Arbitrary Code Execution Vulnerability in Tenable Products
CVE-2026-33694

7.4HIGH

Key Information:

Vendor: Tenable, Inc.
Status: Tenable Nessus, Tenable Nessus Agent
Vendor: CVE Published:; 23 April 2026

🔔 Create Tenable, Inc. Vulnerability Alert

Badges

📈 Score: 372👾 Exploit Exists📰 News Worthy

What is CVE-2026-33694?

CVE-2026-33694 is a significant vulnerability identified in Tenable products, which are widely used for security and vulnerability management within various organizations. This vulnerability permits an attacker to create a junction that leads to the deletion of arbitrary files with SYSTEM privileges. The implications of this vulnerability are severe, as it enables attackers to execute malicious code at elevated SYSTEM levels. As Tenable products are integral to many organizations' security postures, the exploitation of this vulnerability could lead to critical disruptions, including unauthorized access to sensitive information and the potential for widespread damage to IT infrastructure.
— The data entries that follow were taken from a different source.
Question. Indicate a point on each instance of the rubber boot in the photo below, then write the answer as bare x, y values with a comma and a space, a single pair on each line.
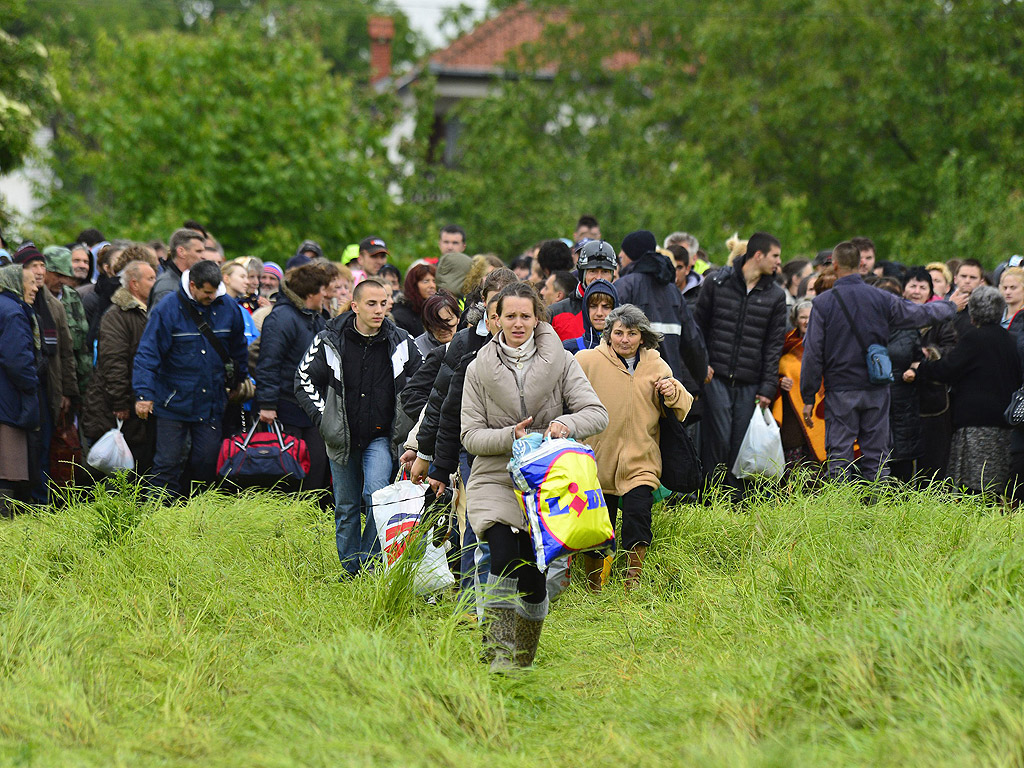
499, 630
634, 566
528, 623
594, 566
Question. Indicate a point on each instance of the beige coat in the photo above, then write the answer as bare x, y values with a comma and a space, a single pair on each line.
491, 408
628, 453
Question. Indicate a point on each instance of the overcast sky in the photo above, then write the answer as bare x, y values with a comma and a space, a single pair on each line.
425, 14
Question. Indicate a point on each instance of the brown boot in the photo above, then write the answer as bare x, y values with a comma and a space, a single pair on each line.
634, 566
528, 623
594, 566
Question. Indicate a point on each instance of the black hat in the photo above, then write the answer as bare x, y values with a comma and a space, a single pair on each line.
596, 254
635, 245
27, 253
370, 246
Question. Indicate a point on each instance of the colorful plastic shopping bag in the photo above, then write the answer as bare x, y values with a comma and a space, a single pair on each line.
558, 491
398, 511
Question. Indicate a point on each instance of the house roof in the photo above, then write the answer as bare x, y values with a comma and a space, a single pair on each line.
485, 50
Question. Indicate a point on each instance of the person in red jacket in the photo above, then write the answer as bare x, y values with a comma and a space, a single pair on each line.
596, 261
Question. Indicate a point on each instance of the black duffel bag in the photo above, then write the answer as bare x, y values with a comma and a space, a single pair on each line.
681, 470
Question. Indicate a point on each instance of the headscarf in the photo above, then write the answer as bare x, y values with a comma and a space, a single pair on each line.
10, 281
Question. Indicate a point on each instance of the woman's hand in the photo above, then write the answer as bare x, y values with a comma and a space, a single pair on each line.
520, 428
419, 471
667, 387
556, 429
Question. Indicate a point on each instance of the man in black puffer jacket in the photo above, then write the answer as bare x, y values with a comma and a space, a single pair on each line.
648, 281
741, 313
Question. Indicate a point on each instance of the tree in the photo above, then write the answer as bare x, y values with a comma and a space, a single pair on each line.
26, 88
247, 132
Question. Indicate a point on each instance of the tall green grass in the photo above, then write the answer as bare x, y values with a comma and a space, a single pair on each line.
802, 630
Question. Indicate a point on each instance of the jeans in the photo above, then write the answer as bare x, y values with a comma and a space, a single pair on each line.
857, 416
182, 444
354, 483
636, 504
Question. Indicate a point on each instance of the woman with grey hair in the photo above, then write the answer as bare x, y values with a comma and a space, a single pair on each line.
631, 380
984, 372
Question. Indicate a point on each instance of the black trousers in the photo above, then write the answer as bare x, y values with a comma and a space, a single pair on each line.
636, 504
512, 557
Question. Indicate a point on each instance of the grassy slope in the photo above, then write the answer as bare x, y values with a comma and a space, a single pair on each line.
805, 631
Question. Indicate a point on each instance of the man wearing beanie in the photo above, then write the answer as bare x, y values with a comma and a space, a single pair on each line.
647, 280
56, 369
60, 281
741, 313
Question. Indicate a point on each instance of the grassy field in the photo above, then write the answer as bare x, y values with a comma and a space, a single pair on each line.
806, 630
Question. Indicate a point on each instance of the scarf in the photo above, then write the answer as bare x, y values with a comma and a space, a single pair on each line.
518, 358
10, 281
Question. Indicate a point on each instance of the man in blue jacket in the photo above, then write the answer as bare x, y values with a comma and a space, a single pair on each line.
857, 411
180, 376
Potential impact of CVE-2026-33694

Arbitrary Code Execution: The vulnerability grants attackers the ability to execute malicious code with elevated privileges, potentially allowing them to take full control of affected systems, which could lead to unauthorized data access or system manipulation.
Data Loss and Corruption: The ability to delete arbitrary files can result in significant data loss and corruption. This manipulation may disrupt business operations and compromise important data integrity, leading to further financial and reputational ramifications for organizations.
Increased Attack Surface: The existence of this vulnerability expands the attack surface for organizations relying on Tenable products, potentially making them a target for cybercriminal activities, including ransomware attacks, as attackers may exploit these systems to achieve broader network access.